Luke’s version of this story offers an additional insight into its meaning for the gospel as a whole and for us. Luke is the only one of the gospels to mention what Jesus, Moses, and Elijah talked about while they were together. We’re told: “they were speaking of his departure”—the word used here for departure is Exodus. It’s another allusion back to Hebrew Scripture but it also points to the deeper theme of Exodus—liberation. 

When they come down from the mountain, Jesus and his disciples will make their way to Jerusalem, to the cross and resurrection. It is a journey, an exodus, of liberation. It is a journey he invites us to join him as his followers and disciples. It is a journey into an uncertain future and into a challenging world. The disciples who experienced Jesus’ transfiguration had that experience to strengthen them, to give them courage and hope along the way. But the other disciples, the ones who didn’t go up the mountain with Jesus, had no such certainty. They accompanied Jesus nonetheless.

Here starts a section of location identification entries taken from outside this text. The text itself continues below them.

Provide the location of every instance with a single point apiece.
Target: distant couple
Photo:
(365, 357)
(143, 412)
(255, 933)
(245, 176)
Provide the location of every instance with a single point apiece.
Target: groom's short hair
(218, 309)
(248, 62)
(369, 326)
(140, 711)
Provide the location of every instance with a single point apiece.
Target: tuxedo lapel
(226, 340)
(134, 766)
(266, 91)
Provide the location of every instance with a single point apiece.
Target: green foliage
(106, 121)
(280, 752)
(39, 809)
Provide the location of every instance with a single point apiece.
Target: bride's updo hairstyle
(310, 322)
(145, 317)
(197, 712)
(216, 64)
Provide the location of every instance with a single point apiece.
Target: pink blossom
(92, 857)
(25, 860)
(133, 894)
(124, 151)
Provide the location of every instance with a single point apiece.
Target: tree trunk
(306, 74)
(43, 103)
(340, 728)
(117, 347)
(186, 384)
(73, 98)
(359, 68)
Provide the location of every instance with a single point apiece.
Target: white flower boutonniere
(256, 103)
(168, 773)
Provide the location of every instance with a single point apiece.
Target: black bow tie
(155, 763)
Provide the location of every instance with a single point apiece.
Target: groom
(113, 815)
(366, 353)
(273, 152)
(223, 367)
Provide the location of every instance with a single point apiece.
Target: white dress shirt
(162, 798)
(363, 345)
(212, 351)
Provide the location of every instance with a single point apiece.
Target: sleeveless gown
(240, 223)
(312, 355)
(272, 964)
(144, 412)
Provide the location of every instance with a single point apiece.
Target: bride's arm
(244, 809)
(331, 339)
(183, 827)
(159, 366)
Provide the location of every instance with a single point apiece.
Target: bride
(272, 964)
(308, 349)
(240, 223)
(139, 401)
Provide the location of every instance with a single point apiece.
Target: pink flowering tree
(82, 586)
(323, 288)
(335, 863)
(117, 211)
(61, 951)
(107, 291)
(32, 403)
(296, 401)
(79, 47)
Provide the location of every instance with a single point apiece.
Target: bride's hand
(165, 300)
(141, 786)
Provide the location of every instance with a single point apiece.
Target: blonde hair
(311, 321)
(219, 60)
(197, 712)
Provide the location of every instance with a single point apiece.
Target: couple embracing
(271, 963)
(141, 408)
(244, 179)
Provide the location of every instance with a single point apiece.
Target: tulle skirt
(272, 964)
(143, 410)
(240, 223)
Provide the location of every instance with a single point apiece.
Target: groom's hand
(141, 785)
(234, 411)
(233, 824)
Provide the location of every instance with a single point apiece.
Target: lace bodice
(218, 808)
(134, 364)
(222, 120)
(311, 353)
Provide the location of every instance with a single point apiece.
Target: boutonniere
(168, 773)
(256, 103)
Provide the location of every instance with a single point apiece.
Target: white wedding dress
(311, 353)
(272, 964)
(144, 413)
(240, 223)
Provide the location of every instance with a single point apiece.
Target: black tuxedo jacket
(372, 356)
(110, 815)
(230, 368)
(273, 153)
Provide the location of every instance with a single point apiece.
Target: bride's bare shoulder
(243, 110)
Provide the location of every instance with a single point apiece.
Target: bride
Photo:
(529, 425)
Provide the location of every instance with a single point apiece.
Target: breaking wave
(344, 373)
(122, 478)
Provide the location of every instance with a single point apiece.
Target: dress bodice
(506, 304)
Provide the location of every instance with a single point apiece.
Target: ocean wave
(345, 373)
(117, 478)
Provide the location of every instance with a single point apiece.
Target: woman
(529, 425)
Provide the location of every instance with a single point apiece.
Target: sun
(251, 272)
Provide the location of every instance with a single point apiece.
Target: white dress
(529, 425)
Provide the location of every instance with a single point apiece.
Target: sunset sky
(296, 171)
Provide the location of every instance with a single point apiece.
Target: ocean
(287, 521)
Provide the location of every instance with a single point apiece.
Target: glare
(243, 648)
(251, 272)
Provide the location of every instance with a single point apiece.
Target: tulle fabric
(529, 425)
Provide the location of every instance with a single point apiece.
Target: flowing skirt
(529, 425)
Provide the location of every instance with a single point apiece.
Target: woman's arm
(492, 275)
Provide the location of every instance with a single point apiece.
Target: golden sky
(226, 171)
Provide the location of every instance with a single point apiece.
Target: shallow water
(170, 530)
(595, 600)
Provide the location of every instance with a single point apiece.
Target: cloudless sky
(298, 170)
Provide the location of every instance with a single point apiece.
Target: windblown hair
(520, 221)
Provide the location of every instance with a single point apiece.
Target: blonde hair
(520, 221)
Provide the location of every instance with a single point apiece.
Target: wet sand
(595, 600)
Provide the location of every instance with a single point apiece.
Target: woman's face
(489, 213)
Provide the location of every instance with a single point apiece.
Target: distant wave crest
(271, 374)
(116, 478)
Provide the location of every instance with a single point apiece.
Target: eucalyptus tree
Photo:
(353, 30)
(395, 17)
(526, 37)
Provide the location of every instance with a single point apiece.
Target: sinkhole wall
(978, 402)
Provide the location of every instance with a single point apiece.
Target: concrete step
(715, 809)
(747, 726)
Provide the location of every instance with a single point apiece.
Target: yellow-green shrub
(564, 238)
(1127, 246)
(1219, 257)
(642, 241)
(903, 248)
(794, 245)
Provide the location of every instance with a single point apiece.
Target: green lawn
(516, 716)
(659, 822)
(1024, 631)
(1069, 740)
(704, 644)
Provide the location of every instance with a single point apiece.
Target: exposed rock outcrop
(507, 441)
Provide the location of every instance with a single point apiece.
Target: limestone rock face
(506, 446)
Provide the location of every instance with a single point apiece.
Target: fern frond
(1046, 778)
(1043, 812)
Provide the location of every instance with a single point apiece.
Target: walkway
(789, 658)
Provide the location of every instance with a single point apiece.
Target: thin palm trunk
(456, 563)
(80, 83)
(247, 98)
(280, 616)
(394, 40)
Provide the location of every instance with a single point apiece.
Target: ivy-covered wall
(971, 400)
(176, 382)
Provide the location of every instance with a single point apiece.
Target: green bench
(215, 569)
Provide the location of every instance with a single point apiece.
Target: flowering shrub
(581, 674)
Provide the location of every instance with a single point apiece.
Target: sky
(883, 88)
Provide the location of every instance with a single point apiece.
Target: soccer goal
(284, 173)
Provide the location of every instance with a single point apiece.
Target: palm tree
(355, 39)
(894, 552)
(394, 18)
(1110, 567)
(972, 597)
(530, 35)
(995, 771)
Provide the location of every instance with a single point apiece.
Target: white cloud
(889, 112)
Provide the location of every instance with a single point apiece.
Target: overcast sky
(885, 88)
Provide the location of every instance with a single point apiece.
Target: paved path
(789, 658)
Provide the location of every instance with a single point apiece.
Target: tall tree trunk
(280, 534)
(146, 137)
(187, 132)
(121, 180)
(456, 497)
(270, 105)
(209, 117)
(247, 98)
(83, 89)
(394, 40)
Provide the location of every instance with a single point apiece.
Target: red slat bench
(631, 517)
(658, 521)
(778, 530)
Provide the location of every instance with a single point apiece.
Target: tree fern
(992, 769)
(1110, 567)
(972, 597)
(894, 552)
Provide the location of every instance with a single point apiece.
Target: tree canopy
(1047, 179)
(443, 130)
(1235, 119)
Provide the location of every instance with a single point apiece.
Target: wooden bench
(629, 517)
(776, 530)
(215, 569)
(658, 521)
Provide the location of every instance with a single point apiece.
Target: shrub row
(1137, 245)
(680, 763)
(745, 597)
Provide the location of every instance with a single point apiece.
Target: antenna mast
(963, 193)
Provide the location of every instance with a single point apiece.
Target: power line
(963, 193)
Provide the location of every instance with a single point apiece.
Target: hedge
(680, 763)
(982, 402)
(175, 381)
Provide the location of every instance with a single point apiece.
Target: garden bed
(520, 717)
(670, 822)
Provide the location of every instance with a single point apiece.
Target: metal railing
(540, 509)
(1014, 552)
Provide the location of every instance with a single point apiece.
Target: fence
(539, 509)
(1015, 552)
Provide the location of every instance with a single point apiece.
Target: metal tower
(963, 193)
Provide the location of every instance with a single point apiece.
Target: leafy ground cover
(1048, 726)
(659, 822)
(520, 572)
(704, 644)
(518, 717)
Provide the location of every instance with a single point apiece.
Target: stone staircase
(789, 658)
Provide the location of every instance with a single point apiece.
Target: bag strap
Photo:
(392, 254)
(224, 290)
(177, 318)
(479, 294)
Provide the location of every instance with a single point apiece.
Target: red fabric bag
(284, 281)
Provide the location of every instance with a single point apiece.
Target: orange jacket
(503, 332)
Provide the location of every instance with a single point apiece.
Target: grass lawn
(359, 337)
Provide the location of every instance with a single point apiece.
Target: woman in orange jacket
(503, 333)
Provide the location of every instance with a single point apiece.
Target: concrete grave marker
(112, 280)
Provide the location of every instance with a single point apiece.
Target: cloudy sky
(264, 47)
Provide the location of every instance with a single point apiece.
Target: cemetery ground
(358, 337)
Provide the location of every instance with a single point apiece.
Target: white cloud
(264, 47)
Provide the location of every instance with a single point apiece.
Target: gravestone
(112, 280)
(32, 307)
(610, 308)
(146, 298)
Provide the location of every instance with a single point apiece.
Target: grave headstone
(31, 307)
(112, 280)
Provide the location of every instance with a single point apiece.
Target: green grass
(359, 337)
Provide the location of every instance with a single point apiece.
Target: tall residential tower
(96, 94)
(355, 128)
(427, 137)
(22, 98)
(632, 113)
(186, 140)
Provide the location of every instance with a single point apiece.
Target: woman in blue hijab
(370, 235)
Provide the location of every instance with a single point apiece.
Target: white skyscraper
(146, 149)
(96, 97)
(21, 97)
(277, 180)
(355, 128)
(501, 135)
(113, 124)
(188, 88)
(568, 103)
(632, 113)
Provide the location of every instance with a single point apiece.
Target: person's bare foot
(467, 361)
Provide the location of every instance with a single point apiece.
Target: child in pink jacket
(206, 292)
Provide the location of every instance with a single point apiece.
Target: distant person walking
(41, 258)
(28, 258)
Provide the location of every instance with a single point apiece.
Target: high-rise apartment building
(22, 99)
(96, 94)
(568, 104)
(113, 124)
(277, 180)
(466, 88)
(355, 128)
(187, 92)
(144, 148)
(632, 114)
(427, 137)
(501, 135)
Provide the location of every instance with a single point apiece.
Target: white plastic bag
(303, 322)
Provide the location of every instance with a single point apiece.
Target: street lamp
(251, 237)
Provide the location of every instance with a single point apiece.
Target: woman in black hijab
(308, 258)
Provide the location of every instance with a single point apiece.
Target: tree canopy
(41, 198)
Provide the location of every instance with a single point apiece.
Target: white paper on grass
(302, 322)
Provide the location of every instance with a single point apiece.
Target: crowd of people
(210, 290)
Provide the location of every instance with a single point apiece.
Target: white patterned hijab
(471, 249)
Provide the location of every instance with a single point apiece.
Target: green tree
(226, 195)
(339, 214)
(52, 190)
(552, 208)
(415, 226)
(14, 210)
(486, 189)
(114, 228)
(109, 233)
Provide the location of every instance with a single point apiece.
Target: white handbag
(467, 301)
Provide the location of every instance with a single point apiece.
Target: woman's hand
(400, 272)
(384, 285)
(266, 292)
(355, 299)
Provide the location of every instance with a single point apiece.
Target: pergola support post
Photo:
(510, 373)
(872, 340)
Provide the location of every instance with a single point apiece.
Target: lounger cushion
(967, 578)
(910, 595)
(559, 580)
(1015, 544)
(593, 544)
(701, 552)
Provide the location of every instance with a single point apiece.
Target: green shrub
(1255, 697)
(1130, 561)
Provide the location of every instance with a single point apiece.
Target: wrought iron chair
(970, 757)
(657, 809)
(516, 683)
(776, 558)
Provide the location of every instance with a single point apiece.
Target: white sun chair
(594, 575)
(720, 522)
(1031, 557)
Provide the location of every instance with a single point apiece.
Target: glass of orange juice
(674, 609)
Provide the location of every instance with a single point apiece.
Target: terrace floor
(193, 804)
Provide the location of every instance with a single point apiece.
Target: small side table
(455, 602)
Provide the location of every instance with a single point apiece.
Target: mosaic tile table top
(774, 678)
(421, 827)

 Some of us may, like Peter, James, and John, have had spectacular experiences of spiritual enlightenment or clarity. We may have seen Jesus. But many of the rest of us may never had such high moments. We have no memories of such certainty to fall back on; and some of us, who have had such experiences, may no longer feel their power.

 Even so, Jesus calls us to walk with him on this journey of liberation, this exodus from the world we have inhabited, a world dominated by violence and evil, symbolized by the horror of the atomic bomb;  to a new world, the world of God’s reign, where God’s beauty and glory are made manifest in events like the Transfiguration; a world in which justice, peace, and love prevail. May our journeys liberate us from the bondage of the past, and free us to be the people God calls us to be.